# Code for the paper "How transformers learn structured data: insights from hierarchical filtering."

## Requirements

The code has been run with Python 3.10 within a [Conda environment](https://docs.conda.io/projects/conda/en/latest/user-guide/index.html). The full requirements can be found in the file `environment.yml` for full reproducibility. Most requirements in the environment have been installed using Pip anyway (see the corresponding section in the file), which makes it easy to reproduce the environment even without Conda.

## Tree-based language generation
The script generating data following the filtered hierarchical model introduced in the paper is
- `scripts/gen_filtered_hierarchical_data.py`.

It assumes the existence of a subfolder `./data/`in which the generated data will be stored as a Numpy `.npy` container, containing the generation parameters, labels (root symbol) and sequences for a chosen number of samples. All other scripts will assume the data has been generated in this way.

## Training of transformers

We also provide modules and training scripts to train the transformer architecture studied in the paper on our data model. In any of these two tasks, the scripts output results (i.e. the training history) in a Numpy `.npy` container in a `./results/` subfolder, as well as the full PyTorch model (possibly at several checkpoints) in an appropriately named subfolder itself in `./models/`subfolder. These models can then notably be used to visualize attention maps or perform fine-tuning.

### Root inference
There are two scripts: 
- `scripts/Transformer_wPE.py` to train the model on the fully hierarchical data and measure the validation accuracy on all levels of filtering,
- `scripts/Transformer_wPE_factorized.py` to train the model on filtered data and measure the validation on the full hierarchy.

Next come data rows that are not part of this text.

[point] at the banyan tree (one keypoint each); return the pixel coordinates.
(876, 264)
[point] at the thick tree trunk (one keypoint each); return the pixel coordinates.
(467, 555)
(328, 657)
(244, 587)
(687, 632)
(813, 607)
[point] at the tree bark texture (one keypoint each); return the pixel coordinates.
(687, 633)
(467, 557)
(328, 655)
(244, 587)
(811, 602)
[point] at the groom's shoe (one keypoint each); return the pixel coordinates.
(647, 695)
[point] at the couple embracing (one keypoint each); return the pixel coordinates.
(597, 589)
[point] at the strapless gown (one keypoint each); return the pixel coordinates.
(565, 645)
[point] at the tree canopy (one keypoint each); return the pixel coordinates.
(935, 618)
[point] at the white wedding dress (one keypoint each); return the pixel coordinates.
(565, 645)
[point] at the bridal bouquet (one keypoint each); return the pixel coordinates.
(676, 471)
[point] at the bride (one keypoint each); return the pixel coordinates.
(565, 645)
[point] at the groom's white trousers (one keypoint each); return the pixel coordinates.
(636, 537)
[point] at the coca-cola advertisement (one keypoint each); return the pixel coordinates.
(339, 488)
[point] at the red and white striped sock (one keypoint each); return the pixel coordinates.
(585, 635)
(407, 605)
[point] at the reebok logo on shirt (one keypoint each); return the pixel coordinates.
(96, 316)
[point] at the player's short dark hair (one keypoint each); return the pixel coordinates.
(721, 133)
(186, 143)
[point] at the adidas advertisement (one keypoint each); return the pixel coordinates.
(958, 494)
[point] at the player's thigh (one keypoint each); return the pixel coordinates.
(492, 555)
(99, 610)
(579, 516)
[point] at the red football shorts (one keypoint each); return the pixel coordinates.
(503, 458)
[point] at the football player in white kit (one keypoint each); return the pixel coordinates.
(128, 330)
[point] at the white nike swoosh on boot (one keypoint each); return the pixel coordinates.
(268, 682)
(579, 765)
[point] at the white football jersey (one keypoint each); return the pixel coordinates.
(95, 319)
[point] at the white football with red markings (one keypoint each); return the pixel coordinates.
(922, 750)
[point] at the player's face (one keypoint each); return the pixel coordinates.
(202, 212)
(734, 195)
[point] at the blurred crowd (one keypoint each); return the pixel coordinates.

### Masked language modeling
Similarly, there are also two scripts:
- `scripts/Transformer_MLM.py` to train the model on the fully hierarchical data and measure the validation accuracy on all levels of filtering,
- `scripts/Transformer_MLM_factorized.py` to train the model on filtered data and measure the validation on the full hierarchy.

## Belief Propagation
An efficient implementation of the BP algorithm for both root inference and mask language modeling can be found in:
- `modules/BeliefPropagation.py`.